Authors: Christopher Hitchens
Siguiendo los pasos de Darwin, Peter y Rosemary Grant, de la Universidad de Princeton, han pasado los últimos treinta años en las islas Galápagos, han vivido en las arduas condiciones que ofrece la minúscula isla de Dafne Mayor y han observado y medido realmente cómo evolucionaron y se adaptaron los pinzones al cambiante entorno que les rodeaba. Han demostrado de manera concluyente que el tamaño y la forma del pico de los pinzones se amoldaba a las condiciones de sequía y la escasez mediante su adaptación al tamaño y la naturaleza de diferentes semillas y escarabajos existentes. No solo la multitud original de ellos que databa de hacía tres millones de años evolucionaba en una determinada dirección, sino que si la situación de los escarabajos y las semillas volvía a alterarse, sus picos podían acompañarla. Los Grant se fijaron,
vieron
cómo sucedía y publicaron sus hallazgos y pruebas para que todos lo conocieran. Estamos en deuda con ellos. Su vida fue dura, pero ¿quién hubiera deseado que en lugar de ello se hubieran atormentado en una cueva bendita o en lo alto de una columna sagrada?

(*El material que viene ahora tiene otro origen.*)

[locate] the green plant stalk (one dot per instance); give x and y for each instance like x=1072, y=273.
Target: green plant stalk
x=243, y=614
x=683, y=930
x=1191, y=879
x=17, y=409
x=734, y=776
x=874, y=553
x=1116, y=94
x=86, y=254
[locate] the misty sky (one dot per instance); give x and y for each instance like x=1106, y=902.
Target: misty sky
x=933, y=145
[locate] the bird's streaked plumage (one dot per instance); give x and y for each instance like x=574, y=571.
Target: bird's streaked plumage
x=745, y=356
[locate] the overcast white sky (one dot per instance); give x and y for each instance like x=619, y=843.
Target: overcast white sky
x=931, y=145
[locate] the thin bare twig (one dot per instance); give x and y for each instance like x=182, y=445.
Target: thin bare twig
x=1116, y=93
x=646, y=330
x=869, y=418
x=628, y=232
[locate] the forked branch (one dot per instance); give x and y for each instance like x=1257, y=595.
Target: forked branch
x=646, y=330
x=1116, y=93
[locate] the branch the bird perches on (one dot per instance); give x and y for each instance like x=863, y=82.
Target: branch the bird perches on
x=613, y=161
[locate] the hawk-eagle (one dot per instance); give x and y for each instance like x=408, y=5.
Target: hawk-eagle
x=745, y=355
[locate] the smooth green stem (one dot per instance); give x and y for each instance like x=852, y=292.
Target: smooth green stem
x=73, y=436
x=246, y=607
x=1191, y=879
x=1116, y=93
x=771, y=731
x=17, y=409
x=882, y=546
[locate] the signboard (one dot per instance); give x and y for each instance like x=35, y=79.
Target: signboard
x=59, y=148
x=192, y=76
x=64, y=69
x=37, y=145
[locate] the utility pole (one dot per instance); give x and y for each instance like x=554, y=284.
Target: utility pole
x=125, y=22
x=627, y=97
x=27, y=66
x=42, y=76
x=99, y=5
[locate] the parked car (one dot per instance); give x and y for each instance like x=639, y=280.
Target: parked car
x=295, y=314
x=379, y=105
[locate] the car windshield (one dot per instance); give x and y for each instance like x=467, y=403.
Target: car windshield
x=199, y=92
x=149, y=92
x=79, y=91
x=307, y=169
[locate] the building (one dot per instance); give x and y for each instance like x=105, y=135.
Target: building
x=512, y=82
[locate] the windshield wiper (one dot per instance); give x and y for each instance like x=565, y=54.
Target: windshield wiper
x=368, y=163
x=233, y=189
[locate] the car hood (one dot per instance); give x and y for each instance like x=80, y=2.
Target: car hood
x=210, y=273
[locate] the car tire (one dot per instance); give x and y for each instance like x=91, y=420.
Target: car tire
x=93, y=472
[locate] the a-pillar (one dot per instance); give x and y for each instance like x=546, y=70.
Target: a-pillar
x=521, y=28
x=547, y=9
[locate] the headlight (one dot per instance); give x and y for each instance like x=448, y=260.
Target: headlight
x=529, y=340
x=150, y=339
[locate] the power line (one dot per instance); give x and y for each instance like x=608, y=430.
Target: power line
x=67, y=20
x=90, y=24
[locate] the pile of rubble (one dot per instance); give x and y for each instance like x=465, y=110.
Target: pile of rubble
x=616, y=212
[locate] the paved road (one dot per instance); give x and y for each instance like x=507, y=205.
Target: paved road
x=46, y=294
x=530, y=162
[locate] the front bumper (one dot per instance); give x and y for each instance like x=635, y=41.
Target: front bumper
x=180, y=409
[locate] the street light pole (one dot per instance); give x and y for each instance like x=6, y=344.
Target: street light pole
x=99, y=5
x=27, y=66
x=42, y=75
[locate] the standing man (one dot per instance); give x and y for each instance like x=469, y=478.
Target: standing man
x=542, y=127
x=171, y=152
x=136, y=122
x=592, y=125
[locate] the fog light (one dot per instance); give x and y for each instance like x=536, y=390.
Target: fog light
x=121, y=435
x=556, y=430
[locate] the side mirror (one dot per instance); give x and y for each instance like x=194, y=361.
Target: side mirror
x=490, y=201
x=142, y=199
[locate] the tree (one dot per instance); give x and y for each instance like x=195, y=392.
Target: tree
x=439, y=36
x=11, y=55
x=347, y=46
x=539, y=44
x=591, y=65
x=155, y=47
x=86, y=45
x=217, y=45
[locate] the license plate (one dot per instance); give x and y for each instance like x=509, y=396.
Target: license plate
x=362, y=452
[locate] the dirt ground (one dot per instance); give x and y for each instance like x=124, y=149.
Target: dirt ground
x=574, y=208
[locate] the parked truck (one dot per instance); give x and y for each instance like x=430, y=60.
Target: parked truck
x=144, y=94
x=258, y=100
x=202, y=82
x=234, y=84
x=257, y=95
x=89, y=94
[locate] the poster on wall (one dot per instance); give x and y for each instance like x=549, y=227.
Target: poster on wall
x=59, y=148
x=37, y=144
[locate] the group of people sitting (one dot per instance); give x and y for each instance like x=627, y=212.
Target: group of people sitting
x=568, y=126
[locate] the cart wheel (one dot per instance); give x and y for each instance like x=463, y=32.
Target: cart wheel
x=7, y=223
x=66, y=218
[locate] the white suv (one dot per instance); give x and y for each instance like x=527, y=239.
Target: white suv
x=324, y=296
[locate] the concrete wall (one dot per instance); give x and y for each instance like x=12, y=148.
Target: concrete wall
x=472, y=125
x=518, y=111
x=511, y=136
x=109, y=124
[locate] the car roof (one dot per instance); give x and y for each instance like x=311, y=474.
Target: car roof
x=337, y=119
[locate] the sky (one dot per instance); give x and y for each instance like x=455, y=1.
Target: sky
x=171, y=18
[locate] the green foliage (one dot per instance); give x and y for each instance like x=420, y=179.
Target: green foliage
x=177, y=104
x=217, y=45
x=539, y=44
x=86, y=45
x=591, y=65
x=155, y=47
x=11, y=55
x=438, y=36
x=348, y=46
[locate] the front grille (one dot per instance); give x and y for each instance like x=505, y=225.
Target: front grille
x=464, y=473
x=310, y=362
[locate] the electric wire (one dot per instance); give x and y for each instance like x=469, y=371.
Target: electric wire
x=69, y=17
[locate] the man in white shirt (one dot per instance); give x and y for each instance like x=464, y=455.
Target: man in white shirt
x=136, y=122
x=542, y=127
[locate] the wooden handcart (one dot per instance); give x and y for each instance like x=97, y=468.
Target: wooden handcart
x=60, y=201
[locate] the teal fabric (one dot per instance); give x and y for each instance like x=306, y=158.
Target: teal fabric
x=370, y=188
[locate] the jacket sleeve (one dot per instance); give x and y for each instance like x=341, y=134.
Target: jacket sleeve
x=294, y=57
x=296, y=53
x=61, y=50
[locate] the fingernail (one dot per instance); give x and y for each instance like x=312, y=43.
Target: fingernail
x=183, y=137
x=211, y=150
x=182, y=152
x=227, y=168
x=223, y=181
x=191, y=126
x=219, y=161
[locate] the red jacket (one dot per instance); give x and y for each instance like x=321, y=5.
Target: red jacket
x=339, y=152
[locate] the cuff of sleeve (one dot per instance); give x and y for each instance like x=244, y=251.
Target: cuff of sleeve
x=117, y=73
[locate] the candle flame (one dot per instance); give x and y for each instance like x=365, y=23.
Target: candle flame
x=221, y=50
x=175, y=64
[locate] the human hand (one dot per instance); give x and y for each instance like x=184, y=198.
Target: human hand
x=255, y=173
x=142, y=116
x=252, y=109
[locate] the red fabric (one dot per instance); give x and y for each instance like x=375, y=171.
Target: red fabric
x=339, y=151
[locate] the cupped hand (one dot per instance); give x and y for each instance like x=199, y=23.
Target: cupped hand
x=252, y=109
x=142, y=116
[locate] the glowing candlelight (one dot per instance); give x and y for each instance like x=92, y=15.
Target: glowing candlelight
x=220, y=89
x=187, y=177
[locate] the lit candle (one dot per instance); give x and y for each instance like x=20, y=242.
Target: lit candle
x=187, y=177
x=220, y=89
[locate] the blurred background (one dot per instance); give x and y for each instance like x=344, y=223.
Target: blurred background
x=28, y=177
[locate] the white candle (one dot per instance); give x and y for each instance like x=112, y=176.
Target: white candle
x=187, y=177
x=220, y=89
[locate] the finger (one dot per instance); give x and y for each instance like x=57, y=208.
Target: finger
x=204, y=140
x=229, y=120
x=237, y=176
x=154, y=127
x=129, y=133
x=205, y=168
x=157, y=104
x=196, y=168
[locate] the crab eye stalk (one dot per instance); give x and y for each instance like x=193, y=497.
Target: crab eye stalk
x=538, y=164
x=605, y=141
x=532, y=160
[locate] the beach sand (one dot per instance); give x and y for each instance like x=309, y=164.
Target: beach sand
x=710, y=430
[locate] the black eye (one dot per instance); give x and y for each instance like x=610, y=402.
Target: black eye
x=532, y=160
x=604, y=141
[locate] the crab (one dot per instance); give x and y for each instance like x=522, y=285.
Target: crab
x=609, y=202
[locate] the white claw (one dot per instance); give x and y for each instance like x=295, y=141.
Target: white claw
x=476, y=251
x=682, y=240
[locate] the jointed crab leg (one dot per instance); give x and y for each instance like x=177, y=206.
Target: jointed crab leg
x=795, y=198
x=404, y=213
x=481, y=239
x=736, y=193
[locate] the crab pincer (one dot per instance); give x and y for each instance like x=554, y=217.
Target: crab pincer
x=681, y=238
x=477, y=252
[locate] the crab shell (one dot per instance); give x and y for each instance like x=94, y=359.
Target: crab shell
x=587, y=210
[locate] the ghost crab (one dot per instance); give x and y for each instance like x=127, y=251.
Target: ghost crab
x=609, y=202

En 2005, un equipo de investigadores de la Universidad de Chicago realizó un riguroso trabajo sobre dos genes conocidos como microcefalín y ASPM que cuando se inhabilitan son causa de la microcefalia
4
. Los bebés nacidos en estas condiciones tienen un córtex cerebral reducido, lo cual muy probablemente es un recordatorio incidental de la época en que el cerebro humano era mucho más pequeño de lo que es hoy. Por lo general se considera que la evolución de los seres humanos se completó hace aproximadamente entre 50.000 y 60.000 años (un instante en la historia de la evolución), pero esos dos genes, según parece, han evolucionado con mayor rapidez en los últimos 37.000 años, lo cual plantea la posibilidad de que el cerebro humano sea una obra todavía inacabada. En marzo de 2006, trabajos posteriores realizados en la misma universidad revelaron que hay unas setecientas zonas del genoma humano en las que los genes han sido remodelados mediante selección natural entre los últimos 5.000 y 50.000 años. Algunos de estos genes son los responsables de nuestro «sentido del gusto y el olfato, la digestión, la estructura ósea, el color de piel y las funciones cerebrales». (Uno de los grandes frutos emancipadores de la genómica consiste en demostrar que todas las diferencias «raciales» y de color son recientes, superficiales y engañosas.) Hay certeza moral de que entre el momento en que yo termine de redactar este libro y el momento en que se publique se realizarán en este próspero campo de investigación algunos descubrimientos más fascinantes e iluminadores. Tal vez sea demasiado pronto para afirmar que todo el progreso es positivo o «ascendente», pero la evolución humana todavía está en curso. Ello se aprecia en el modo en que adquirimos inmunidades, y también en el modo en que no las adquirimos. Los estudios sobre el genoma han identificado a grupos de primeros habitantes del norte de Europa que aprendieron a domesticar ganado y adquirieron un gen diferenciado para la «tolerancia a la lactosa», mientras que otros pueblos de ascendencia africana más reciente (todos procedemos en última instancia de África) son proclives a desarrollar una anemia falciforme que, aunque resulte en sí misma molesta, procede de una mutación anterior que brindaba protección contra la malaria. Y todo ello quedará aún más esclarecido si tenemos la humildad y la paciencia necesarias para entender los ladrillos con que está construida la naturaleza y el sello indeleble de su bajo origen. No es necesario ningún plan divino, y menos aún intervención de los ángeles.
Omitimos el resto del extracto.